De Sanger Methode wordt gebruikt om een doelsegment van DNA te amplificeren, zodat de DNA-sequentie nauwkeurig kan worden bepaald. De incorporatie van ddNTPs in de reactiekleppen wordt eenvoudigweg gebruikt om de synthese van een groeiende DNA-streng te beëindigen, wat resulteert in gedeeltelijk gerepliceerde DNA-fragmenten. Dit komt doordat DNA-polymerase de 3′ OH groep van de groeiende keten en de 5′ fosfaatgroep van het inkomende dNTP nodig heeft om een fosfodiesterbinding tot stand te brengen. Soms zal het DNA-polymerase een ddNTP opnemen en zal de afwezigheid van de 3′ OH-groep de condensatiereactie tussen het 5′ fosfaat (na de splitsing van pyrofosfaat) van het inkomende nucleotide en de 3′ hydroxylgroep van het vorige nucleotide op de groeiende streng onderbreken. Deze condensatiereactie zou normaliter plaatsvinden bij de opname van een niet-gemodificeerd dNTP door DNA-polymerase. In de eenvoudigste bewoordingen leidt de nucleofiele aanval van de 3′ OH groep tot de toevoeging van een nucleotide aan een groeiende keten. De afwezigheid van de 3′-hydroxylgroep verhindert deze nucleofiele aanval, waardoor de DNA-polymerase niet langer in staat is zijn functie uit te oefenen.

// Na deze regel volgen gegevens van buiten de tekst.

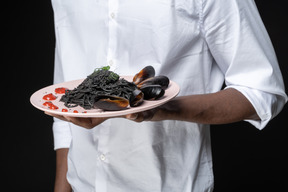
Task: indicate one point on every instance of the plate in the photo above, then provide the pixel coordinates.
(37, 101)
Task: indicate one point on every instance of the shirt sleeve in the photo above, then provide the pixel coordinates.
(241, 47)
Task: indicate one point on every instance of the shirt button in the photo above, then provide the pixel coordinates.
(102, 157)
(112, 15)
(111, 62)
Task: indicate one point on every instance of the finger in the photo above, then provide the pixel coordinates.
(56, 116)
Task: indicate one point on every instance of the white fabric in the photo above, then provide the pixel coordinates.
(199, 44)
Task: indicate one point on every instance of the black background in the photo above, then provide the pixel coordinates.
(245, 159)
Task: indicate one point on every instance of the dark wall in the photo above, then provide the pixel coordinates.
(245, 159)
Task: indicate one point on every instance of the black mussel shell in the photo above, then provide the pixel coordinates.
(111, 103)
(136, 98)
(161, 80)
(152, 92)
(145, 73)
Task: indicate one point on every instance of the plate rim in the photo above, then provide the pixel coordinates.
(101, 114)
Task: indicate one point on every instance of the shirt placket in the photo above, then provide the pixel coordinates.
(101, 134)
(112, 39)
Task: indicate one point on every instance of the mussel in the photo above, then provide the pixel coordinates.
(161, 80)
(145, 73)
(111, 103)
(116, 103)
(152, 86)
(136, 98)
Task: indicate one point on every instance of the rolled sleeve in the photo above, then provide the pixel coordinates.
(266, 105)
(62, 134)
(242, 49)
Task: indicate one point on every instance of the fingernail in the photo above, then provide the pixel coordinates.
(132, 116)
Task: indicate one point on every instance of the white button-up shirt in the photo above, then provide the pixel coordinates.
(199, 44)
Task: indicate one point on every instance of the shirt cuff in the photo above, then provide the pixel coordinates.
(266, 105)
(62, 134)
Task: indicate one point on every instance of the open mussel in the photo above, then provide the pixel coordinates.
(152, 92)
(161, 80)
(145, 73)
(115, 103)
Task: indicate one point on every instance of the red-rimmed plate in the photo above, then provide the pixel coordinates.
(37, 101)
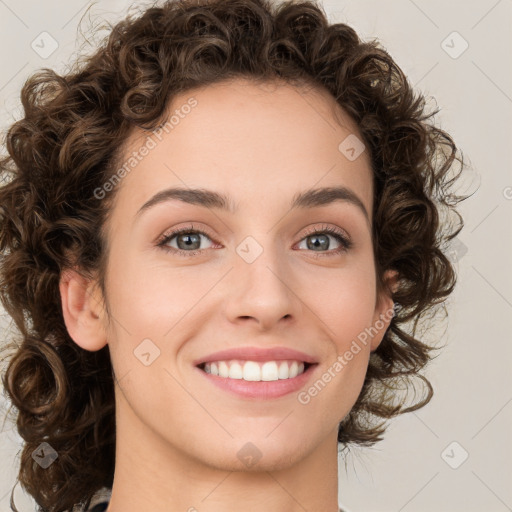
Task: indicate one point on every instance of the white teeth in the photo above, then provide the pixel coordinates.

Deze ontdekking leidde tot de toepasselijke naam “Chain-terminating nucleotides”. De dideoxyribonucleotiden hebben geen 3′ hydroxylgroep, zodat geen verdere ketenverlenging kan plaatsvinden zodra dit dideoxynucleotide zich op de keten bevindt. Dit kan leiden tot de beëindiging van de DNA-sequentie. Deze moleculen vormen dus de basis van de dideoxy-ketenbeëindigingsmethode voor DNA-sequencing, die in 1977 door Frederick Sanger en zijn team werd gerapporteerd als een uitbreiding van eerder werk. De aanpak van Sanger werd in 2001 beschreven als een van de twee fundamentele methodes om DNA-fragmenten te sequeneren (de andere is de Maxam-Gilbert methode), maar de Sanger methode is zowel de “meest gebruikte als de methode die door de meeste geautomatiseerde DNA-sequencers wordt gebruikt”. Sanger won zijn tweede Nobelprijs voor Scheikunde in 1980 en deelde deze met Walter Gilbert (“voor hun bijdragen aan de bepaling van basenvolgorden in nucleïnezuren”) en met Paul Berg (“voor zijn fundamentele studies van de biochemie van nucleïnezuren, met name met betrekking tot recombinant-DNA”), en besprak het gebruik van dideoxynucleotiden in zijn Nobellezing.
DNA-sequencingEdit
Dideoxynucleotiden zijn nuttig bij de sequencing van DNA in combinatie met elektroforese. Een DNA-monster dat een PCR (polymerasekettingreactie) ondergaat in een mengsel dat alle vier de deoxynucleotiden en één dideoxynucleotide bevat, zal strengen produceren met een lengte die gelijk is aan de positie van elke base van het type dat een aanvulling vormt op het type waarin een dideoxynucleotide aanwezig is. Het taq-polymerase dat in PCR wordt gebruikt, heeft een voorkeur voor het ddGNTP, een patroon dat in diverse onderzoeken is waargenomen. Dat wil zeggen dat elke nucleotide base van dat type een kans heeft om te worden gebonden aan niet een deoxynucleotide maar eerder een dideoxynucleotide, waardoor ketenverlenging wordt beëindigd. Als het monster dan elektroforese ondergaat, zal er een band aanwezig zijn voor elke lengte waarop het complement van het dideoxynucleotide aanwezig is. Het is nu gebruikelijk fluorescerende dideoxynucleotiden te gebruiken, zodat elk van de vier een verschillende fluorescentie heeft die door een sequencer kan worden gedetecteerd; er is dus maar één reactie nodig.